You can also use the clustering functionality programmatically:

from description_clustering import DescriptionClusterer
import pandas as pd

# Load your data
df = pd.read_csv('your_data.csv')

# Initialize clusterer
clusterer = DescriptionClusterer()

# Preprocess and vectorize
descriptions = df['description'].tolist()
processed_descriptions = clusterer.preprocess_text(descriptions)
embeddings = clusterer.vectorize_text(processed_descriptions)

# Perform clustering
cluster_labels = clusterer.kmeans_clustering(embeddings, n_clusters=5)

# Evaluate results
evaluation_scores = clusterer.evaluate_clustering(embeddings)
cluster_keywords = clusterer.get_cluster_keywords()

# Visualize
clusterer.visualize_clusters(embeddings)

Example Usage

Running the Example Script

python example_clustering.py

This will:

Create sample data with 100 descriptions across 10 categories
Run clustering with 3 different methods (K-means, Hierarchical, LDA)
Compare results and save outputs
Provide detailed analysis of clusters

Sample Output

=== Description Clustering Example ===

1. Creating sample data...
   Created 100 sample descriptions

2. Initializing clusterer...

3. Preprocessing text...
   Preprocessed 100 descriptions

4. Vectorizing text...
   Created embeddings with shape: (100, 500)

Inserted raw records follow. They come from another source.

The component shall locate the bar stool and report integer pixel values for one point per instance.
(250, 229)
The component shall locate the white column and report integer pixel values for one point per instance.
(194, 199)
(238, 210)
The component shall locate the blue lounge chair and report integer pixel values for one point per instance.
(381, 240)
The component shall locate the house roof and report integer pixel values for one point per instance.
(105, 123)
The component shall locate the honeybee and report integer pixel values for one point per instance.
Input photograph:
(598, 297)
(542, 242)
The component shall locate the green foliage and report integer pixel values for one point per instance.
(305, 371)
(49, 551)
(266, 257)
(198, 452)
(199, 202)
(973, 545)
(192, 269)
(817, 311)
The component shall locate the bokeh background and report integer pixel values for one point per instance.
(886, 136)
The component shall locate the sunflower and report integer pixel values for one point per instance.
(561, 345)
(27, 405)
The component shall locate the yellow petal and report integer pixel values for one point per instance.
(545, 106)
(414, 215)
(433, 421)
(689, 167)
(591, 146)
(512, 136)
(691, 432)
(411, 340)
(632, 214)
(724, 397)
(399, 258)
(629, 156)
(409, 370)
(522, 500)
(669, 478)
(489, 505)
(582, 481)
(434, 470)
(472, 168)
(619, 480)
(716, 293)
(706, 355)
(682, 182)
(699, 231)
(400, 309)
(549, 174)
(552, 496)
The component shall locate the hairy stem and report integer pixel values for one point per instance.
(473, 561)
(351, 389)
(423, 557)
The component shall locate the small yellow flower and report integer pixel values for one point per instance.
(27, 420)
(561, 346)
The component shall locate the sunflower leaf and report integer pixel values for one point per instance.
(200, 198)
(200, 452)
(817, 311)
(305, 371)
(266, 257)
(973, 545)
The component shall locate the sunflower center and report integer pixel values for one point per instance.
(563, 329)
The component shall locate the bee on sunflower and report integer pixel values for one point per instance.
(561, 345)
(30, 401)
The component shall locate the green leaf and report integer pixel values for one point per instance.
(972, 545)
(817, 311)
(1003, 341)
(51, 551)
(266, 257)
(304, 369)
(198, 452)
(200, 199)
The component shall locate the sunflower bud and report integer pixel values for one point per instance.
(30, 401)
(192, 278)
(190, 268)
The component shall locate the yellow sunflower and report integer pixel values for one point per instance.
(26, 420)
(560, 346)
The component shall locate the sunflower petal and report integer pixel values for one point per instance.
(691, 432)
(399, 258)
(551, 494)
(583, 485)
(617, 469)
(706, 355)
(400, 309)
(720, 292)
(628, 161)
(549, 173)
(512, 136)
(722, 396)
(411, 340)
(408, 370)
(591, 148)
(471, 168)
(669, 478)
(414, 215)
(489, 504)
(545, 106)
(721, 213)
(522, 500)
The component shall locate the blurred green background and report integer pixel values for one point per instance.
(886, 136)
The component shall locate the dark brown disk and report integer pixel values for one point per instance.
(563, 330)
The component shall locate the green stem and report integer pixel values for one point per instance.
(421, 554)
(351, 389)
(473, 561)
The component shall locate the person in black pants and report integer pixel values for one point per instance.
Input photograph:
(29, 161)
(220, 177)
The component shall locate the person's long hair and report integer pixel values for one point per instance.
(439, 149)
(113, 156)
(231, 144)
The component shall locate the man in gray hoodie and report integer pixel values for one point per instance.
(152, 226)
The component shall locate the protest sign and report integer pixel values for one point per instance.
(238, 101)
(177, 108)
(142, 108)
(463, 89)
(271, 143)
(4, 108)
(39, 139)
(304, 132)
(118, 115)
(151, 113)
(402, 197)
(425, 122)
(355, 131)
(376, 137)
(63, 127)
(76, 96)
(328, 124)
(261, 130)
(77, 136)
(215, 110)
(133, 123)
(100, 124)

5. Performing KMEANS clustering...
   Silhouette Score: 0.2345
   Calinski-Harabasz Score: 45.67

6. Clustering Results Summary:
==================================================

KMEANS Clustering:
  Silhouette Score: 0.2345
  Calinski-Harabasz Score: 45.67
  Cluster Distribution:
    Cluster 0: 12 descriptions
    Cluster 1: 8 descriptions
    ...
  Top Keywords by Cluster:
    Cluster 0: restaurant, food, dining, service, cuisine
    Cluster 1: technology, software, system, platform, solution
    ...

Output Files

The script generates several output files:

clustering_results.json: Detailed clustering results including:
- Evaluation scores
- Cluster keywords
- Cluster distribution
- Sample descriptions per cluster
clustered_[input_file].csv: Original data with cluster labels added
cluster_visualization.png: t-SNE visualization (if --visualize flag used)

Clustering Methods

1. K-means Clustering

Best for: General-purpose clustering when you know the number of clusters
Pros: Fast, simple, works well with TF-IDF vectors
Cons: Assumes spherical clusters, sensitive to initialization

2. Hierarchical Clustering

Best for: When you want to understand cluster hierarchy
Pros: No assumptions about cluster shape, provides dendrogram
Cons: Slower for large datasets, memory intensive

3. LDA Topic Modeling

Best for: Discovering latent topics in text data
Pros: Probabilistic, provides topic distributions
Cons: Assumes documents are mixtures of topics

4. NMF Topic Modeling

Best for: Non-negative topic modeling
Pros: Non-negative factors, often more interpretable
Cons: Sensitive to initialization, may not converge

Evaluation Metrics

Silhouette Score

Range: -1 to 1
Interpretation: Higher is better
Meaning: Measures how similar an object is to its own cluster vs other clusters

Calinski-Harabasz Score

Range: 0 to ∞
Interpretation: Higher is better
Meaning: Ratio of between-cluster dispersion to within-cluster dispersion

Tips for Best Results

Preprocess your data: Ensure descriptions are clean and consistent
Choose appropriate number of clusters: Use domain knowledge or elbow method
Experiment with different methods: Try multiple algorithms and compare results
Adjust max_features: More features capture more detail but may introduce noise
Use visualization: t-SNE plots help understand cluster structure

Troubleshooting

Common Issues

Memory errors with large datasets: Reduce max_features or use smaller datasets
Poor clustering quality: Try different numbers of clusters or preprocessing
NLTK download errors: Run python -c "import nltk; nltk.download('punkt'); nltk.download('stopwords'); nltk.download('wordnet')"

Performance Optimization

For large datasets (>10k descriptions), consider using batch processing
Use max_features parameter to control memory usage
Consider using sparse matrices for very large feature sets

License

This script is part of the AI Agents course materials and follows the same license as the main project.